The pooled results from randomized controlled trials indicate that peer support interventions improve depression symptoms more than usual care alone and that the effects may be comparable to those of group cognitive behavioral therapy. The estimated effect size of peer support vs. usual care for symptoms of depression (0.59) is similar to those recently reported in meta-analyses of psychotherapy trials for depression (0.67, or 0.42 after correcting for publication bias) and of published antidepressant medication trials (0.41) [45
]. These findings suggest that peer support interventions have the potential to be effective components of depression care, and they provide evidence in support of expert opinion advocating for peer support to be included in recovery-oriented mental health treatment[7
We found significant heterogeneity across studies comparing peer support to usual care and we were able to account for this heterogeneity by stratifying based on whether depression was assessed under conditions blinded to treatment assignment. The pooled effect size was much smaller for blinded studies than for unblinded studies (−0.21 vs. −0.95, respectively), suggesting internal bias amongst the unblinded studies. Based on this more conservative estimate of effect size, peer support may be less efficacious than some established evidence-based treatments for depression (i.e. antidepressant medications). Interestingly, a recent meta-analysis of psychotherapy for depression found the effect size to also be much lower among high quality studies (0.22 for high-quality studies vs. 0.68 for all studies) and comparable to the effect size for peer support when blinded assessments were used[47
]. The observed positive effect of peer support, coupled with its potential low cost and scalability, may therefore make it an attractive alternative when other depression care interventions (including those with modestly larger effects) are unavailable, unaffordable, or unacceptable.
Our generally positive results should be viewed in the context of a mixed literature on peer support for general medical conditions and health behaviors, alcohol dependence (i.e. Alcoholics Anonymous), and serious mental illness[18
]. Collectively, meta-analyses and reviews in these other areas indicate that peer support may be an effective intervention for patients with a variety of health concerns; however, much of the evidence is limited by the use of observational data or by the heterogeneous methods used to deliver and assess peer support in controlled trials.
The results of our meta-analysis are also limited in that many of the included studies drew from several distinct subpopulations of depressed individuals (i.e., post-partum women, men with HIV). While this may improve the generalizability of our findings to depressed patients with co-morbid general medical conditions, our findings may actually be less generalizable to depressed patients that have no other co-occuring condition in common. The paucity of available studies also limited our ability to conduct stratified analyses or meta-regression analyses to explore potentially important determinants of depression outcomes associated with peer support interventions, such as comorbidity, initial depression severity, or length of intervention. Our study is also limited in that the fidelity of the group cognitive behavioral therapy and the treatment that “usual care” participants received were not available to be included in the meta-analysis. It is also possible that our search strategy, which included only peer-reviewed publications, may have missed some eligible and influential studies. Our analyses, however, did not show evidence of publication bias or that any one study influenced the results. Ongoing and future studies of peer support may influence the results in subsequent meta-analyses.
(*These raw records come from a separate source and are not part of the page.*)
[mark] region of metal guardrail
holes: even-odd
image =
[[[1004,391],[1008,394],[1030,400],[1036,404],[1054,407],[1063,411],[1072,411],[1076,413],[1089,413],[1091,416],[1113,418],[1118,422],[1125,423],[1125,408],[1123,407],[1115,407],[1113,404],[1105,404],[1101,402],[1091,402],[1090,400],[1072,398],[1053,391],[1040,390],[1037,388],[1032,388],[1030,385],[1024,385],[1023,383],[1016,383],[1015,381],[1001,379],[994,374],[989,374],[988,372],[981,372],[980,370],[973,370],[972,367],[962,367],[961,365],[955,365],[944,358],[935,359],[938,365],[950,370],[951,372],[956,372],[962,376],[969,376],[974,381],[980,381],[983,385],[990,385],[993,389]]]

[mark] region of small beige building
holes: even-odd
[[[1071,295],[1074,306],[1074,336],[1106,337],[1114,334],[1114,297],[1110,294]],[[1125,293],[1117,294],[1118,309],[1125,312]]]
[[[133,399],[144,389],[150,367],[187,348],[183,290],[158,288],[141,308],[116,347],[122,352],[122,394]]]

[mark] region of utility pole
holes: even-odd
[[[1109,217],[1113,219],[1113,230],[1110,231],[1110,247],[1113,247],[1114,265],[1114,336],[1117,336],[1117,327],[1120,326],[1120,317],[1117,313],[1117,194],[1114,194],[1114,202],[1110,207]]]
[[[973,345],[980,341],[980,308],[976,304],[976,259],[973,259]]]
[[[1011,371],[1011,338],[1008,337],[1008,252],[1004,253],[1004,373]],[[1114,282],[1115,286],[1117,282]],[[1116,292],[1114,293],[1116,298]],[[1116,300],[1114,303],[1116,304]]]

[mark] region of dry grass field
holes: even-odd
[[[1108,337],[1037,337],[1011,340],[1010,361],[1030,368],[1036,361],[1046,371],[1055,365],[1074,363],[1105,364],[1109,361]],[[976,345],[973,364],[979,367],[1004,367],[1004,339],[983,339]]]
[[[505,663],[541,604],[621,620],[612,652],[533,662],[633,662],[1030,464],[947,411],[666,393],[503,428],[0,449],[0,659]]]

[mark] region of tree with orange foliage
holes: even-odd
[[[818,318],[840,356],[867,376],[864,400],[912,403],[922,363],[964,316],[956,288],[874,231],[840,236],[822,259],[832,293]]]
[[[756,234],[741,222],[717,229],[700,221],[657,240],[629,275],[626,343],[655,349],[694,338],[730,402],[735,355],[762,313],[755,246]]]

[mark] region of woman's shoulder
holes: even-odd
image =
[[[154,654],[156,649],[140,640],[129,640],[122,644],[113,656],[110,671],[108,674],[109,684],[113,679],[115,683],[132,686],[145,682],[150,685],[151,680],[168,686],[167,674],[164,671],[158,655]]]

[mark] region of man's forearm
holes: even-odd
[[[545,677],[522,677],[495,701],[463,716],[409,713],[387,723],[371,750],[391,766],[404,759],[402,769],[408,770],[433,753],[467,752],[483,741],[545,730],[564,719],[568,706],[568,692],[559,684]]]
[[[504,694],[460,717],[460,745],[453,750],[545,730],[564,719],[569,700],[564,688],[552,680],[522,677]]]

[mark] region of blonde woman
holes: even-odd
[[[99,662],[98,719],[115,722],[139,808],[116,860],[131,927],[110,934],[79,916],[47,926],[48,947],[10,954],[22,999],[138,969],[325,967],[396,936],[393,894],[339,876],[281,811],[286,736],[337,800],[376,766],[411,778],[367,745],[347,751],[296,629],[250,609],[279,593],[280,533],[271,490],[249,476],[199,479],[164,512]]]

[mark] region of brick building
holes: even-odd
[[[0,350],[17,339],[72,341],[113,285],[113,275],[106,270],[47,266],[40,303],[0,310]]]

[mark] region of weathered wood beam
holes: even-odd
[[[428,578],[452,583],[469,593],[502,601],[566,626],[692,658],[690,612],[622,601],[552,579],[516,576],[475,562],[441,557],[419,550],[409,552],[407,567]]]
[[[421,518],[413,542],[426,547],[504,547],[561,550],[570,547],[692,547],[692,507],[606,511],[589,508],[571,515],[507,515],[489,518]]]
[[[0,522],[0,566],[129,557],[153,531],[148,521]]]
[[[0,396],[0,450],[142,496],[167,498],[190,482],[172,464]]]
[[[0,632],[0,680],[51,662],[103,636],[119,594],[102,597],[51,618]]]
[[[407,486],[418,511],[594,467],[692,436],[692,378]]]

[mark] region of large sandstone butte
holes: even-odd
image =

Future research should employ larger randomized controlled trials, particularly among a more broadly representative population of patients with depression in primary care settings, in order to better characterize those patients for whom peer support would be most efficacious. In addition, the optimal approach to providing peer support needs clarification. Although most existing trials’ interventions used in-person peer groups, the largest trial used a telephone-based intervention with pairs. Identifying whether one or the other method, or a combination of the methods, is more effective for certain patients is an important goal for future research. Other important research questions include whether there are differences in response between patients experiencing acute versus chronic depression, the optimal duration and frequency of peer interactions, the amount and type of prior training peers should receive, and whether there are specific patient characteristics that could be used in matching patients to peers in order to improve outcomes. While peer support has the potential to be delivered at low cost, the actual costs of delivering peer support (including training of peers and coordination of services) should be formally evaluated. Finally, future trials should seek to characterize the mechanisms by which peer support may provide therapeutic benefit.